5. Snoring is annoying, but doesn’t lead to health problems
Well, sometimes this is true, but sometimes not. Snorers can stop breathing for anywhere from 10 seconds to a minute. These pauses can lead to both simple problems, like headaches, drowsiness and exhaustion during the day, and more serious ones such as an irregular heart beat, hypertension, even strokes. In all cases, it is wise to consult a health expert, as the tendency to snore can certainly be remedied.

6. Men can’t develop lumps in the chest area
This is not always the case. Although breast cancer is indeed considered to be a female condition, for every 100 women that develop breast cancer, one man will also develop it.

7. Ulcers are caused by stress
No. This commonly held belief was uprooted in 1983, when researchers discovered that a virus was in fact to blame. A certain virus will affect the pylorus, or the opening from the stomach to the small intestine, causing the majority of ulcers to develop. Increased secretion of hydrochloric acid in the stomach is another possible cause of ulcers. Stress has the potential to aggravate such ulcers, whether they have been caused by the virus or the hydrochloric acid, but is not responsible for their emergence.

8. Prostate gland problems only affect men over the age of 50
Well, not really. Under normal circumstances, prostate dysfunction will simply develop due to the advance of years. Even so, it is not rare for younger men to develop such problems. Factors that can cause prostate dysfunction in men even younger than 40 include long-term sexual abstinence or an over-active sexual lifestyle. Prostate problems can also result from a poor diet. It is recommended that all men over the age of 40 see their doctors for regular check-ups.

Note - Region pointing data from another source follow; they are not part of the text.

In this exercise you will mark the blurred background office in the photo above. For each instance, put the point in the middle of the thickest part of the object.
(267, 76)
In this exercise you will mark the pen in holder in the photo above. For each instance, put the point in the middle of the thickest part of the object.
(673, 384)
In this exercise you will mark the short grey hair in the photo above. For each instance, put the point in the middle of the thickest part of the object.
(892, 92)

5 Myths Concerning Children:

1. There’s no need to treat dental decay in baby teeth
False. While baby teeth will inevitably fall out and be replaced, any problems that emerge must still be dealt with. Dental decay can lead to premature cutting of new teeth, which can in turn impact the whole structure of the mouth cavity.

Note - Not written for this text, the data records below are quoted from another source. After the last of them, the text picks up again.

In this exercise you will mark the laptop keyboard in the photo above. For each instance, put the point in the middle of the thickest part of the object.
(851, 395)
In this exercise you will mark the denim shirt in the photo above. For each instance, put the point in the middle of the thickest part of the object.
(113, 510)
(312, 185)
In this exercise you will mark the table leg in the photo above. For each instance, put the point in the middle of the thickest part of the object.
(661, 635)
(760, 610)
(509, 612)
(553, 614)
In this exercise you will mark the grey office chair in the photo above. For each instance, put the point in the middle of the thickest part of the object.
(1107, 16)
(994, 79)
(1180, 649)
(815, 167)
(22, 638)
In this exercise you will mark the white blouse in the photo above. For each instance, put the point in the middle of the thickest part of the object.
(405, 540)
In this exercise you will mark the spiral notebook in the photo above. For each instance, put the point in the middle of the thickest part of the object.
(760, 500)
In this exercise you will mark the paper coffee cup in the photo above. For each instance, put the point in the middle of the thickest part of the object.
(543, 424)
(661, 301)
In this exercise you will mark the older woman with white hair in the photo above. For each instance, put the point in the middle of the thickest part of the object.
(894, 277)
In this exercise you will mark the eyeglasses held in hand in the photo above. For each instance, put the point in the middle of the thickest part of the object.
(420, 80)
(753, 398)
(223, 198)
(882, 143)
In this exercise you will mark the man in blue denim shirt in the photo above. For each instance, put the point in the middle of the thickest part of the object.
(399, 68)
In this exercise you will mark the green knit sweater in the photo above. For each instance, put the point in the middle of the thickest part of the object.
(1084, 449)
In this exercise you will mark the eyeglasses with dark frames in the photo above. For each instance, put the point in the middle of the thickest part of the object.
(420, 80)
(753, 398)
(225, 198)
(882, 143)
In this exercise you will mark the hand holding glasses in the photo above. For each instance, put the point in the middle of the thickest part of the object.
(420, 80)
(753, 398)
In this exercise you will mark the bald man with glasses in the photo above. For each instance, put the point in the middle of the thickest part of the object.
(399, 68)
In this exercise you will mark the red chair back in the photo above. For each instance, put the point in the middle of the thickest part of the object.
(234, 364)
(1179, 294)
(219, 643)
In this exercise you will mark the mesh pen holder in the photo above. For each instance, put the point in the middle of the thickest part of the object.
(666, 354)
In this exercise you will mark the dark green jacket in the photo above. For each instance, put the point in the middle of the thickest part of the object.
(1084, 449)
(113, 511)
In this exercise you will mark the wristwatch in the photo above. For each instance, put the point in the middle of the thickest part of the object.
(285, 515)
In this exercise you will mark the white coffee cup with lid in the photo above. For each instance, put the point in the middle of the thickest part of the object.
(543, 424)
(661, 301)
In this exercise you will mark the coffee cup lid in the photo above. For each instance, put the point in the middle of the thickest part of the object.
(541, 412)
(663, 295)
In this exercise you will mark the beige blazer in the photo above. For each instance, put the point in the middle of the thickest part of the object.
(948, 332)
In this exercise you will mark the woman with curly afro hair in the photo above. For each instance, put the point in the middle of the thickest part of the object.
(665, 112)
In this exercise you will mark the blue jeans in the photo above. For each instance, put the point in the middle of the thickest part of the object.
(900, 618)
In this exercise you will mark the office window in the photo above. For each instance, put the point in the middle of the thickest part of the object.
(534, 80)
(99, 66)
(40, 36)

2. Suppositories are more effective than pills
No way. This is quite absurd since the absorption of suppositories by the body is not only less than that of medicine taken orally, but also less stable. Suppositories will take effect much more slowly than oral medication and can sometimes irritate the intestine. Suppositories are mainly used for babies and children too young to swallow pills or who vomit, which means that the medicine has been expelled before it can begin to act.

3. Children suffering from asthma shouldn’t play sport
Quite the contrary. Abstaining from physical activity, particularly if the asthma is an allergic condition, can cause a variety of health risks. Children should be encouraged to play sports, albeit under supervision and not on very cold days. By playing sports, a child can learn to breathe better and thereby reduce the frequency of attacks. Of course, we shouldn’t forget the effect of exercise on a child’s confidence and self-respect. Athletic activity will make a child feel energetic and full of life, thus enabling him to better deal with the stress caused by asthma attacks.

4. Acne is contagious
Completely mistaken. Acne is caused by a variety of factors, among which are hormones and bacteria, never contagion. Bacteria is to be found everywhere, even on the cleanest of skins, and most of the time, that is the only explanation for acne. The problem is dealt with by prescribing special medication, the advice of a dermatologist, even hormone therapy if deemed necessary.

5. Children shouldn’t eat fats
Wrong. Although fats should not be eaten in excess, they must be eaten in moderation. Restricting a child from fats will produce major problems in his normal development; all food groups are vital from proper growth.